Learning iPhone development, for example, I've found it frustrating to hit 'magic' visual stuff ('drag from the empty circle in the Connections inspector to the object in the Interface Builder window...') that would be simpler (for me) to understand in plain old code.
Good luck with Qt -- it's a great toolkit, however you use it, and Qt Creator looks like being a great IDE.

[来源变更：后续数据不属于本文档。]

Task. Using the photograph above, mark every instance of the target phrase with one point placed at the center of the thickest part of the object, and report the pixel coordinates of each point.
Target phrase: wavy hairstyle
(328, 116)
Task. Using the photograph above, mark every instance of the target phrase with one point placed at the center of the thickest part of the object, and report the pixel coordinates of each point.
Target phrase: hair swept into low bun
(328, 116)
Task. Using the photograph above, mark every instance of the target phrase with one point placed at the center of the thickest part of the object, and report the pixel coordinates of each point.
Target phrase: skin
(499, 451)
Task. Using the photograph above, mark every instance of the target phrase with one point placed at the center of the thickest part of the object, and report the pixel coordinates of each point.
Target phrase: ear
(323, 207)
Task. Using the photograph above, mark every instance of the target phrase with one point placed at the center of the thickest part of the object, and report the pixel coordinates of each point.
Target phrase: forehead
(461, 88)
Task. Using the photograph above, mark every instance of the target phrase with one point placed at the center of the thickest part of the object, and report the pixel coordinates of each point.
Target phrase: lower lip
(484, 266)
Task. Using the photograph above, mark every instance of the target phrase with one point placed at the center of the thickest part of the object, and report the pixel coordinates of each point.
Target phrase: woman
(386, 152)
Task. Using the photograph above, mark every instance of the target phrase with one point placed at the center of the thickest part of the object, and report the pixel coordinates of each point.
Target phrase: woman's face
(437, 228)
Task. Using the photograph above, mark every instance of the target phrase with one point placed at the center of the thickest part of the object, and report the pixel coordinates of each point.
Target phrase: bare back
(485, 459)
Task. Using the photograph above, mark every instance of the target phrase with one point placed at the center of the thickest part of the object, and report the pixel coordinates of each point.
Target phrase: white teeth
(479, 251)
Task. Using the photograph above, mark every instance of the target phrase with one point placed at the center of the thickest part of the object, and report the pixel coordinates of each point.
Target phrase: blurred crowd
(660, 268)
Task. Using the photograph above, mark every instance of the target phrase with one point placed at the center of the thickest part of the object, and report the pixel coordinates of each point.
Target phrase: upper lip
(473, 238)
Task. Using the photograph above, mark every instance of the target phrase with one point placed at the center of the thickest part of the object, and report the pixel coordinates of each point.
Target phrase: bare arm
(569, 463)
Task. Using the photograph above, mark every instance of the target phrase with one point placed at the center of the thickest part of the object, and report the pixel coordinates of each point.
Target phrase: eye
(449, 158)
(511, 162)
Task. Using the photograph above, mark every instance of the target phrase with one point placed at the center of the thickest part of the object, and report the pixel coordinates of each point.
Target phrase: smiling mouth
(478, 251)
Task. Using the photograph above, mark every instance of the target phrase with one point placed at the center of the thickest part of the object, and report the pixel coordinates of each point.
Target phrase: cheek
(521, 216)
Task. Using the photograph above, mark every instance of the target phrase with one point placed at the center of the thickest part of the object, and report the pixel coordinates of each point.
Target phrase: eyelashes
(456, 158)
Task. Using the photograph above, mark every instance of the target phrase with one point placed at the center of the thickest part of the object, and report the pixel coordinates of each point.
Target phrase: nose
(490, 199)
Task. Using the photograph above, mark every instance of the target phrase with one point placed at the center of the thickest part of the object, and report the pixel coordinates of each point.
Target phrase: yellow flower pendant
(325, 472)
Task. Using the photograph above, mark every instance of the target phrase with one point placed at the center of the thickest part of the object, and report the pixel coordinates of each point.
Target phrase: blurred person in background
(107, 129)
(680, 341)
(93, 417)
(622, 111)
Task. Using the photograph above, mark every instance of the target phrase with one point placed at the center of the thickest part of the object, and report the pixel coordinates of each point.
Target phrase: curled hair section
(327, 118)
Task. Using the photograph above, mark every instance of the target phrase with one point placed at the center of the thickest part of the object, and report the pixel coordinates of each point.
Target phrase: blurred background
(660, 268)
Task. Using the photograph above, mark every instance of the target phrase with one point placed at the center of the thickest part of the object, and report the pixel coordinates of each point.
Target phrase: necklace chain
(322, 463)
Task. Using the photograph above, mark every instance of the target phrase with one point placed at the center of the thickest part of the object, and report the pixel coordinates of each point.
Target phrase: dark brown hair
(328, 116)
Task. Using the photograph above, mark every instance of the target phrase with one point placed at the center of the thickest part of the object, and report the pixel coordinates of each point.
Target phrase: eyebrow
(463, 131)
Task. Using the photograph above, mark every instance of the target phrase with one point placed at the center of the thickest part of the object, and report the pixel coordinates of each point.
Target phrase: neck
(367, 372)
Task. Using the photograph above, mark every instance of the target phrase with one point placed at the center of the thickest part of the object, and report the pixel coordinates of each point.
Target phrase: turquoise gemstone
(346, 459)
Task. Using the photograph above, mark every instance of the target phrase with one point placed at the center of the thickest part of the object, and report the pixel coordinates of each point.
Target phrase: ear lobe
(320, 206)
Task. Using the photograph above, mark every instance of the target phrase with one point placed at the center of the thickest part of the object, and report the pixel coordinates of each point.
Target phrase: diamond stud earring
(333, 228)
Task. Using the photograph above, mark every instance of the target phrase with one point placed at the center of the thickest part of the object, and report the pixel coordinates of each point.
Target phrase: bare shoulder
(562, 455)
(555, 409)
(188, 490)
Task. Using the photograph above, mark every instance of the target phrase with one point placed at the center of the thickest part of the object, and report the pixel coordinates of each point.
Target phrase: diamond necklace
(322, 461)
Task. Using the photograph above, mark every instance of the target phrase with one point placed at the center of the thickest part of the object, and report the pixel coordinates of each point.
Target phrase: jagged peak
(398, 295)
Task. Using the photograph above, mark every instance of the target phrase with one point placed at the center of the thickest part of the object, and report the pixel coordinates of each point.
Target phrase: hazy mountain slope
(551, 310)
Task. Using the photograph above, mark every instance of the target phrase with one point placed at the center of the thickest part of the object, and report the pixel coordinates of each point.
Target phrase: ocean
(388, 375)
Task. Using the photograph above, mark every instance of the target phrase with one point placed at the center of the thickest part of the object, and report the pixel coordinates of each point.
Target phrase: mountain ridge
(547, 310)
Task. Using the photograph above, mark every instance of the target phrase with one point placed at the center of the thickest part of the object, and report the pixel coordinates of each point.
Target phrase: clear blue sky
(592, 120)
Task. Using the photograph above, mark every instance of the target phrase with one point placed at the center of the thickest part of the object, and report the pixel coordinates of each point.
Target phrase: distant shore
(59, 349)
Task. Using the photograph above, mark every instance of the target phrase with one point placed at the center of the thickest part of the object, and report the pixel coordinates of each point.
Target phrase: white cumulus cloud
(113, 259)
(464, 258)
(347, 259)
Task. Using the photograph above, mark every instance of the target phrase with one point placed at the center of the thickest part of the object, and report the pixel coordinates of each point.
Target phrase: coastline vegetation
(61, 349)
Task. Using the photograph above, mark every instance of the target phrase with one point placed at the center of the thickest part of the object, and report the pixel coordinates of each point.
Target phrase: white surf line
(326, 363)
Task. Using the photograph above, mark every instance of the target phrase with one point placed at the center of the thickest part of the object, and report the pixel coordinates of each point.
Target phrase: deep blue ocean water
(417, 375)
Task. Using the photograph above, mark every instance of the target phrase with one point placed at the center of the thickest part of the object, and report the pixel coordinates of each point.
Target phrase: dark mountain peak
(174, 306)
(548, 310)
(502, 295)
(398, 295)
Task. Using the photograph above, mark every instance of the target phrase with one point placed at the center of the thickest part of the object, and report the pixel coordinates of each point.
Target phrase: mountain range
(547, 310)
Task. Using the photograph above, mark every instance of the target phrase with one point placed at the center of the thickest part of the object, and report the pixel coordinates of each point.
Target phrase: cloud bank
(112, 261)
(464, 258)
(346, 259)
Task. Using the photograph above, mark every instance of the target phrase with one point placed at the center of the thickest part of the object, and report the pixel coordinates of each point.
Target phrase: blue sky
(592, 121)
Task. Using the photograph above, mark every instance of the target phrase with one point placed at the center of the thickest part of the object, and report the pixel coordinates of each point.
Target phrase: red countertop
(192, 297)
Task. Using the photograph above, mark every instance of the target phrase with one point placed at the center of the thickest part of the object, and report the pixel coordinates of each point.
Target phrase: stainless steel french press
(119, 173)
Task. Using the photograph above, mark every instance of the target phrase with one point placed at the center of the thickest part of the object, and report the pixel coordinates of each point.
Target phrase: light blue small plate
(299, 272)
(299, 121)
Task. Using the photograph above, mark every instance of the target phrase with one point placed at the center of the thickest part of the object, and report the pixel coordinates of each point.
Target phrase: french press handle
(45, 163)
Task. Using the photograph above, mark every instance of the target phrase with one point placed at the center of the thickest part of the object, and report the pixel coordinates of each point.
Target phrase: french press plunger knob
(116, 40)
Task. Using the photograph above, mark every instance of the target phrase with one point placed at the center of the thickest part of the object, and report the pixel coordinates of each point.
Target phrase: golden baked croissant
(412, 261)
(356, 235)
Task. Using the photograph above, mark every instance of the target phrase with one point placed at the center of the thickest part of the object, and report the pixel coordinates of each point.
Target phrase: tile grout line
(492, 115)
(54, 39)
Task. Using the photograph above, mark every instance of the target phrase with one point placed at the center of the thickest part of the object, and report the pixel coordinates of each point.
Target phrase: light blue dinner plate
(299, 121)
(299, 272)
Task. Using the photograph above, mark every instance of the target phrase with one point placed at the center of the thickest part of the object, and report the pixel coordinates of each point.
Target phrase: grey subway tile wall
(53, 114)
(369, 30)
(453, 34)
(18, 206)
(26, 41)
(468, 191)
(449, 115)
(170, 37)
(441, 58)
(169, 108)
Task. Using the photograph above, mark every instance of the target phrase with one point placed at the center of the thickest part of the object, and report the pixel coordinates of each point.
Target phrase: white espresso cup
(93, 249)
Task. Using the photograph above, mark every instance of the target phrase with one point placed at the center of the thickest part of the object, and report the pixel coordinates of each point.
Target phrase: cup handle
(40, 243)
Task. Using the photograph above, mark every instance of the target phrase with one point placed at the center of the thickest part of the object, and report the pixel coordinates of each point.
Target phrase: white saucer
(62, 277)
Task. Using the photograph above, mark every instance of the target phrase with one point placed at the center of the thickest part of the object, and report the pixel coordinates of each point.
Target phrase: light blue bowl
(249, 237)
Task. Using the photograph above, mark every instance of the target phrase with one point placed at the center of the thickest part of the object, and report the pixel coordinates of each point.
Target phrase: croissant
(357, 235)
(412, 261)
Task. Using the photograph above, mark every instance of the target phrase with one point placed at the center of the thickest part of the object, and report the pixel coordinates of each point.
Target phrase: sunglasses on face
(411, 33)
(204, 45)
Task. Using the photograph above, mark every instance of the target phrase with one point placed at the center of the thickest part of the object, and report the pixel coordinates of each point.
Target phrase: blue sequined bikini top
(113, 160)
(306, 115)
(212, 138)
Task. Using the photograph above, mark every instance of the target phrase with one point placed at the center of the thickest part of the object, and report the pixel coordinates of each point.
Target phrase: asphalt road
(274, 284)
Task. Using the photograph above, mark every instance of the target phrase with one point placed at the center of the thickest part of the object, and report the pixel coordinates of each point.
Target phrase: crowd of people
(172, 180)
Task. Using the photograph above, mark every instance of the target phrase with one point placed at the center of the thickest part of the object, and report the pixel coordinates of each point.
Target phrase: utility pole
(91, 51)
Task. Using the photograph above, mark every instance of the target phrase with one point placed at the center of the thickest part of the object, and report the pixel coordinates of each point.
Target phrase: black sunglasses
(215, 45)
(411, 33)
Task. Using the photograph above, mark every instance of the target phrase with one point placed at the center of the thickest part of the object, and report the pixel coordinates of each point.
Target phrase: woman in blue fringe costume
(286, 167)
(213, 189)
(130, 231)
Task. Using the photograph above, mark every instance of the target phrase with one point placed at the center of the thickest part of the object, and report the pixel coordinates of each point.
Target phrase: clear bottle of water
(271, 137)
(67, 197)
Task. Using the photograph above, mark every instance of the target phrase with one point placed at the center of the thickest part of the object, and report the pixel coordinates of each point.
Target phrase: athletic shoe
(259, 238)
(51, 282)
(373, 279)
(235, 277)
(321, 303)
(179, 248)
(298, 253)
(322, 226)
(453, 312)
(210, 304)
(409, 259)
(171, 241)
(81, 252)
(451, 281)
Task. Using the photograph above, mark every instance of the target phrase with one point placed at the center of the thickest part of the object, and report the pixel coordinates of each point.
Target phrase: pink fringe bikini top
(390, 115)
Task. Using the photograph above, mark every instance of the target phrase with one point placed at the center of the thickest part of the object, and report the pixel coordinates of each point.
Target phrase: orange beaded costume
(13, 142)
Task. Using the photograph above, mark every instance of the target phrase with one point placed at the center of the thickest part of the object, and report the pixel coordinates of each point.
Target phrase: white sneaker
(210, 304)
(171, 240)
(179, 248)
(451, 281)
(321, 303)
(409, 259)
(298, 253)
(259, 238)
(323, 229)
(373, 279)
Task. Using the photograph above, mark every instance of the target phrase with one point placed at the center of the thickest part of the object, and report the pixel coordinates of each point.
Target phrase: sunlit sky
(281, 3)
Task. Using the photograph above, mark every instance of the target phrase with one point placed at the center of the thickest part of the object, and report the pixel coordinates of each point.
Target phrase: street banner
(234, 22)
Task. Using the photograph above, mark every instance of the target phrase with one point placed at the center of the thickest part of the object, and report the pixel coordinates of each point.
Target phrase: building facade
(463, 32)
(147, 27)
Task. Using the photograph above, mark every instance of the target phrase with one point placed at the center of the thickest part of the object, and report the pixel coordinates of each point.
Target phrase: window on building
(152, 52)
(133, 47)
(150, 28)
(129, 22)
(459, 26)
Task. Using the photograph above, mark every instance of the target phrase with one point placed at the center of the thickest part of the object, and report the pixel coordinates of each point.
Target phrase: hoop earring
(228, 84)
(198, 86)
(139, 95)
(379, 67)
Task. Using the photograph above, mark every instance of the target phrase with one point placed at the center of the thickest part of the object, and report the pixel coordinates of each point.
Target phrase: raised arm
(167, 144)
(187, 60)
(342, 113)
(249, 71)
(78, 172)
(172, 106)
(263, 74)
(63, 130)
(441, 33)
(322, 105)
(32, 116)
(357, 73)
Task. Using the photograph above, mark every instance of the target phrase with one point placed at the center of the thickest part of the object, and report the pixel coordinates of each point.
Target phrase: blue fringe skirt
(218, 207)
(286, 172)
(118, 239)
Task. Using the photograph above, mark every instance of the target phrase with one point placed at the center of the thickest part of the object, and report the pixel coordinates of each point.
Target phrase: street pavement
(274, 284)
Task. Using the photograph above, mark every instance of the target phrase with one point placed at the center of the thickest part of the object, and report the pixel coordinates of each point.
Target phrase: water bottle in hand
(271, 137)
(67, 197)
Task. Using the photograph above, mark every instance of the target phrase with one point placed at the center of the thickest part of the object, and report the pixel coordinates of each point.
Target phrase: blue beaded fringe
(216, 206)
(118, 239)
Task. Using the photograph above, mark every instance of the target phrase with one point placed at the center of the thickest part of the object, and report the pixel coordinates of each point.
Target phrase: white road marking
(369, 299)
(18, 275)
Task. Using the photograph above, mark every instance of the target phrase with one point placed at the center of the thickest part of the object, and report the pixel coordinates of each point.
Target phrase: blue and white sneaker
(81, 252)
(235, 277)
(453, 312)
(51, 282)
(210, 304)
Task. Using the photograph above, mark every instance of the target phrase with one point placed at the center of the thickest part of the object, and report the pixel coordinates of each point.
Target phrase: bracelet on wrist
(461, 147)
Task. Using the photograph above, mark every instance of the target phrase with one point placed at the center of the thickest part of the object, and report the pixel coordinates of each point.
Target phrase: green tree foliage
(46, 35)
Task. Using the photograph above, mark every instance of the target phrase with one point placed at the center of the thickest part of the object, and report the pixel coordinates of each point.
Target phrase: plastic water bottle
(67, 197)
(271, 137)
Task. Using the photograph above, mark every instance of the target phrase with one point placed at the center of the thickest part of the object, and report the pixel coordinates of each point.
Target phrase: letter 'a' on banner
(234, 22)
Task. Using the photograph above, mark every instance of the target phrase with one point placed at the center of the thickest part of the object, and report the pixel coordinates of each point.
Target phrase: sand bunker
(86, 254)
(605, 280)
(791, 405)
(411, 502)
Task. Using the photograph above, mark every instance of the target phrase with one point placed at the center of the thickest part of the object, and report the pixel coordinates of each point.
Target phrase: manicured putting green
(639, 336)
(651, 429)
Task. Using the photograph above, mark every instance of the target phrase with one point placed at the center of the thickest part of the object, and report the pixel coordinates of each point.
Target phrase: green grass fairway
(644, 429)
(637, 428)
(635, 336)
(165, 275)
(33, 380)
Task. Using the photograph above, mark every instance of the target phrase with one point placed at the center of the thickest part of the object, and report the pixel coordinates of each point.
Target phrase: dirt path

我想补充一点,例如,使用图形设计器的原因之一是 Win32 中缺乏布局管理器。 只能进行绝对定位,而手动进行则很糟糕。
自从我从 Delphi 转向 Java 来开发 GUI 应用程序(早在 2002 年),我就再也没有使用过设计器。 我更喜欢布局管理器。 是的,您可以获得样板代码,但是在 UI 设计器上移动对象可能需要与更改样板一样多的时间。 另外,我会被一个缓慢的 IDE 困住; 这是针对 Java/C# 的情况,好的,而对于 Qt(尤其是 Qt4)则不适用。 对于 Qt3,我想知道为什么要编辑生成的代码 - 难道不能在其他文件中添加代码吗? 出于什么原因?
关于讨论的案例:
1) 手工编码的 GUI 可能写起来更快,至少如果你了解你的库的话。 如果您是新手并且不了解它们,那么向设计师学习可能会节省时间并减少学习量,因为您不需要学习所使用的 API。 但“少学”是关键因素,所以在这两种情况下我都会说手工编码 GUI。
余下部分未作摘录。